In his painting, Botticelli kept the scenic structure of the composition of the figures to Lucian's description, and created a lavishly decorated architectural backdrop for them.
An innocent man is dragged before the kings throne by the personifications of Calumny, Malice, Fraud and Envy. They are followed to one side by Remorse as an old woman, turning to face the naked Truth, who is pointing towards heaven. The nakedness of Truth places her in a relationship with the innocent youth, whose folded hands are also an appeal to a higher power.
Remorse (see left) is shown as an old woman, turning to face the naked Truth. Botticelli based his figure of Truth on the classical type of the Venus Pudica, as well as his own depictions of Venus. She is a naked beauty, an effective opposite to the personification of Remorse, an old, grief-stricken woman in threadbare clothes. Truth, like the innocent youth, is almost naked as she has nothing to conceal. The eloquent gestures and expression of the only towering figure in the painting are pointing up towards heaven, where a higher justice will be meted out.
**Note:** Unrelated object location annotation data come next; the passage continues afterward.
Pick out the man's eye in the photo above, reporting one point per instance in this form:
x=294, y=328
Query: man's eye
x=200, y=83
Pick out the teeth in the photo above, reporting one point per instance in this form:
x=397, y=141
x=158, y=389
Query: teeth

The king (see right) is portrayed sitting on the right-hand side of the picture, on a raised throne in an open hall decorated with reliefs and sculptures. He is flanked by the allegorical figures of Ignorance and Suspicion, who are eagerly whispering the rumours in his donkey's ears, the latter to be understood as symbolizing his rash and foolish nature. His eyes are lowered, so as he is unable to see what is happening; he is stretching out his hand searchingly towards Rancour, who is standing before him.